Further, a lot of the massive data centers in Washington are actually on the Eastern side of the state, particularly in Wenatchee, which on this map is just basically entirely black. The small line of spots on the East side of the state seems more in line with Yakima/Tri-Cities/Spokane while not really including the more rural Wenatchee/Chelan area. I wish you could zoom in more on this map so I could do a proper overlay to see what areas are being missed.
Is that because it's mostly rural and not a lot of the rural residents have the money to be adding home-sensors to be testing their energy and whether its "clean?" Like seriously, that seems more like a wealthy-people service, I had never heard of Whisker Labs or Ting before now.
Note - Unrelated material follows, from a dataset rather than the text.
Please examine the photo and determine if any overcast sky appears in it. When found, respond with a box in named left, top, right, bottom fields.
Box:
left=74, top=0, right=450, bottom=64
So not only is the data going to be limited to bigger cities (so like so many maps its really just a fucking population map), but it's going to miss every area that isn't as wealthy.
So Wenatchee is sparsely populated, shows up as basically black on the map, but is also home to some of the largest bitcoin mining datacenters in the state, if not the largest. Part of the reason they set up there is the cheap electricity due to close proximity to hydroelectric power. Because the population is small, more rural, and generally poorer, there's fewer sensors showing higher THD in the area.
So anyway, a lot of words to say that this problem may be even more serious than this map shows, because there's a lot that this map isn't showing including the explosion of data centers in more rural areas with cheap electricity, where there not be as many rich folks with Ting sensors.
Power use by the Washington/Oregon data center cluster was almost entirely covered by a local surplus of hydropower until a couple years ago. That might be why it looks different from elsewhere.
I was going to point out that Seattle's electricity usage is small on the map but the datacenters are going to Wenatchee and Quincy. The state has plans to remove dams and switch more to wind but the massive investment in datacenters for AI is going to derail that.